La tragédie de l’Afrique, c’est la "scandaleuse impunité" qui protège
ses élites, responsables du
pillage systématique des ressources de leurs
pays. L’ancien diplomate mauritanien Ahmedou Ould Abdallah accuse "ces
oligarchies" qui ruinent le continent. Il s’est confié à franceinfo
Afrique.
"La concentration du pouvoir et des richesses aux mains des
élites est un mélange cancérigène devenu de plus en plus une marque dans
nos pays." C’est le constat amer d’Ahmedou Ould Abdallah. L’ancien
chef de la diplomatie mauritanienne sait de quoi il parle. C’est un bon
connaisseur du continent africain qu’il a sillonné pendant plusieurs
années en tant que Secrétaire général adjoint de l’ONU.
"La
corruption est un véritable cancer qui tue sur le continent africain.
C’est vrai qu’il s’agit d’un phénomène international, mais il y a une
énorme différence en Afrique. C’est l’impunité qui protège les élites
corrompues", explique-t-il à franceinfo Afrique.
"Une escroquerie à grande échelle qui discrédite les Etats"
En
plus de sa casquette de diplomate, Ahmedou Ould Abdallah est membre
fondateur de Transparency International. Il siège encore aujourd'hui au
sein de son conseil d’administration. Cette organisation non
gouvernementale a pour vocation principale la lutte contre la corruption
à travers le monde. Tous les rapports publiés ces dernières années font
le même constat : les élites opèrent de véritables hold-up sur les
ressources du pays. Ahmedou Ould Abdallah dénonce une escroquerie à grande échelle qui discrédite et tribalise les Etats.
"Un
petit groupe, un petit clan contrôle l’économie d’un pays et se met
au-dessus de la loi. Ce phénomène d’oligarchie se développe avec
arrogance. Ces oligarchies ruinent nos pays et se drapent dans la
souveraineté nationale pour ne pas rendre compte à leurs propres
populations. Ce fléau explique certains sujets brûlants actuels comme
les guerres civiles et l’immigration", observe Ahmedou Ould
Abdallah. Et il tient à préciser qu’il ne parle pas ici de la corruption
du petit douanier ou du petit policier au coin de la rue, qui n'est que
le résultat de la grande corruption des élites dirigeantes jouissant
d’une scandaleuse impunité.
Pour
s'attaquer à la corruption, il faut une presse libre, une police libre
et une justice indépendante. Aucune de ces trois conditions n'est
remplie en Afrique. La justice est entre les mains d'un groupe
oligarchiqueà franceinfo Afrique

Ainsi, des
dizaines de milliards de dollars s’évaporent chaque année sur le
continent, sans que personne ne lève le petit doigt. "En Europe de
l’Ouest, lorsque les dirigeants sont accusés de corruption, c’est la fin
de leur carrière. Ça provoque immédiatement un scandale et les
responsables se retrouvent derrière les barreaux. La tragédie dans nos
pays, c’est l‘impunité et l’arrogance de ceux qui sont corrompus", se désole l'ancien haut fonctionnaire de l'ONU.
Et
les multinationales dans tout ça ? Ne sont-t-elles pas complices de ce
fléau qui pénalise les populations africaines ? Ahmed Ould Abdallah
balaye l’argument qui veut qu’il n’y a pas de corruption sans
corrupteur. "Mais pourquoi vous l’acceptez ? Pourquoi à Singapour on
ne l’accepte pas ? Pourquoi on le refuse de plus en plus en Malaisie ?

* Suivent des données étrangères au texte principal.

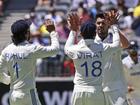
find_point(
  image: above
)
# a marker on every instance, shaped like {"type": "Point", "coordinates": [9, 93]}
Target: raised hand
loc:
{"type": "Point", "coordinates": [112, 17]}
{"type": "Point", "coordinates": [49, 25]}
{"type": "Point", "coordinates": [73, 21]}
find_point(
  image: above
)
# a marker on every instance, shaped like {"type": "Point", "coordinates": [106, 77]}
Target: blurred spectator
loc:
{"type": "Point", "coordinates": [1, 7]}
{"type": "Point", "coordinates": [136, 22]}
{"type": "Point", "coordinates": [83, 14]}
{"type": "Point", "coordinates": [137, 10]}
{"type": "Point", "coordinates": [62, 29]}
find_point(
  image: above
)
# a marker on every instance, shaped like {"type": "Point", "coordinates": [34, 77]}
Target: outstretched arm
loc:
{"type": "Point", "coordinates": [73, 22]}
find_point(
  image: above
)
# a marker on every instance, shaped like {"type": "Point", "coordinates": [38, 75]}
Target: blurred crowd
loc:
{"type": "Point", "coordinates": [57, 10]}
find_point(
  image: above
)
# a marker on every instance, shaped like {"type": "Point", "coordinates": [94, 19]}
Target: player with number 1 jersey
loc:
{"type": "Point", "coordinates": [20, 59]}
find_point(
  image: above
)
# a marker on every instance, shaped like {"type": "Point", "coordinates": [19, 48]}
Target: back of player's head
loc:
{"type": "Point", "coordinates": [88, 30]}
{"type": "Point", "coordinates": [100, 15]}
{"type": "Point", "coordinates": [19, 30]}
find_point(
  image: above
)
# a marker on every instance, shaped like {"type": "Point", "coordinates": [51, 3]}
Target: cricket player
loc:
{"type": "Point", "coordinates": [114, 84]}
{"type": "Point", "coordinates": [89, 58]}
{"type": "Point", "coordinates": [20, 59]}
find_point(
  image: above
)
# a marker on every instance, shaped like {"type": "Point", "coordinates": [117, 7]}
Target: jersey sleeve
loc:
{"type": "Point", "coordinates": [4, 77]}
{"type": "Point", "coordinates": [40, 51]}
{"type": "Point", "coordinates": [70, 48]}
{"type": "Point", "coordinates": [115, 45]}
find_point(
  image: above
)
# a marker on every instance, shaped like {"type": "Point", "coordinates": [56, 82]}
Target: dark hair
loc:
{"type": "Point", "coordinates": [88, 30]}
{"type": "Point", "coordinates": [19, 30]}
{"type": "Point", "coordinates": [100, 15]}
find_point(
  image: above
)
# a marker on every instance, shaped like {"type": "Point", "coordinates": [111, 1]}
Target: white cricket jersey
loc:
{"type": "Point", "coordinates": [89, 59]}
{"type": "Point", "coordinates": [113, 76]}
{"type": "Point", "coordinates": [129, 64]}
{"type": "Point", "coordinates": [21, 60]}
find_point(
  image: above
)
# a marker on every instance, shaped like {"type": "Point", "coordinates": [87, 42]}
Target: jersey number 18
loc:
{"type": "Point", "coordinates": [96, 68]}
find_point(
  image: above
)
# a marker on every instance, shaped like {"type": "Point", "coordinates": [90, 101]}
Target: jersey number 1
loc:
{"type": "Point", "coordinates": [16, 67]}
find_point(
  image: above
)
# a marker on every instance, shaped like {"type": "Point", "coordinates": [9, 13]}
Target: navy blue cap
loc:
{"type": "Point", "coordinates": [88, 29]}
{"type": "Point", "coordinates": [20, 27]}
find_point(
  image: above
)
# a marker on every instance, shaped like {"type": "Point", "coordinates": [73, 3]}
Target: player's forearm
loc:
{"type": "Point", "coordinates": [4, 78]}
{"type": "Point", "coordinates": [71, 39]}
{"type": "Point", "coordinates": [54, 47]}
{"type": "Point", "coordinates": [116, 37]}
{"type": "Point", "coordinates": [124, 42]}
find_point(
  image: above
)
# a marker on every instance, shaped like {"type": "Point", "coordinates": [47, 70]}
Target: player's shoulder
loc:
{"type": "Point", "coordinates": [8, 48]}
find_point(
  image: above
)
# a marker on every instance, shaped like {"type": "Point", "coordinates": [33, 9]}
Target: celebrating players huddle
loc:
{"type": "Point", "coordinates": [99, 76]}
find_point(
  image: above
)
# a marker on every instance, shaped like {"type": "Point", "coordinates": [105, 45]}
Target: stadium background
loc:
{"type": "Point", "coordinates": [54, 75]}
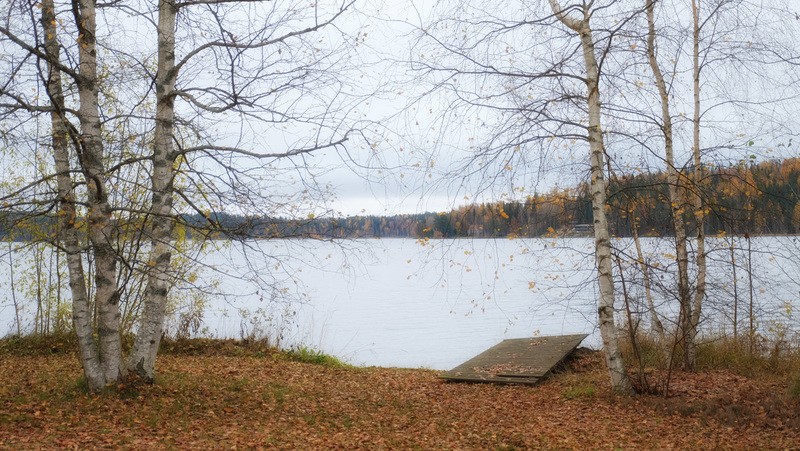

Si quelqu’un vous donne un million de dollars pour sauter du haut de la
tour Eiffel, allez-vous le faire ?", interroge-t-il.
"La corruption justifie le terrorisme et le radicalisme"
Depuis
Nouakchott, en Mauritanie, où il s’est installé, Ahmedou Ould Abdallah
mène ses recherches sur les enjeux globaux de la paix et de la sécurité
en Afrique. Pour lui, la corruption rampante des élites africaines
constitue aujourd’hui la plus grande menace sur la paix et la sécurité
qui justifie le terrorisme et le radicalisme dans la société africaine.
"Il
faut que cessent les pillages arrogants et systématiques de nos pays.
Des contrats distribués en une journée, sans appels d’offres, qui se
concluent par la cession de vastes concessions minières, pétrolières,
agricoles et j’en passe. C’est une véritable tragédie."
La
corruption ne disparaîtra pas d’un coup de baguette magique,
reconnaît-il. C’est un combat de longue haleine, un combat de toute une
vie, auquel tous les citoyens et la société civile africaine doivent
être sensibilisés, explique-t-il à franceinfo Afrique.